There are certain limitations of the body and it is advised to always maintain a balance in the body while using antibiotics and microbiota. 

Antibiotics, while life-saving, can disrupt the delicate balance of the gut microbiome by eliminating not just harmful bacteria but beneficial ones as well. This disruption can lead to various gut health issues. 

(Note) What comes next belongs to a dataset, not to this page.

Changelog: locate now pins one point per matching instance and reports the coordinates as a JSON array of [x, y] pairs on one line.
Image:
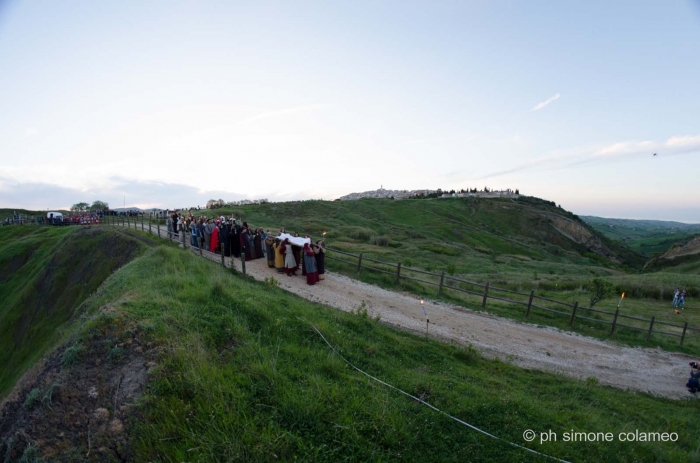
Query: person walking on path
[[681, 300], [290, 263], [320, 252], [310, 265], [279, 256]]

Here’s how to manage antibiotic use and support microbiota recovery:

  • Necessary Use Only: Antibiotics should only be used when prescribed by a healthcare professional and deemed necessary. Avoid using antibiotics for viral infections, like colds or the flu, where they are ineffective.
  • Complete Prescribed Course: When prescribed antibiotics, it’s important to complete the entire course, even if you start feeling better. Stopping early can lead to antibiotic resistance and incomplete treatment of the infection.
  • Support Gut Flora: During and after antibiotic treatment, focus on rebuilding your gut microbiome. Incorporating probiotic-rich foods or supplements can help replenish beneficial bacteria. Foods like yogurt, kefir, and fermented vegetables are great options.

Wrapping Up

Managing good gut health is vital for the proper functioning of the digestive system. By increasing the quantity of beneficial bacteria, you can improve immunity and prevent toxins. 

Always seek consultation from your physician to create a diverse diet, exercise regularly, practice meditation, and use antibiotics judiciously. With these proven methods, you will be able to maintain optimal overall health.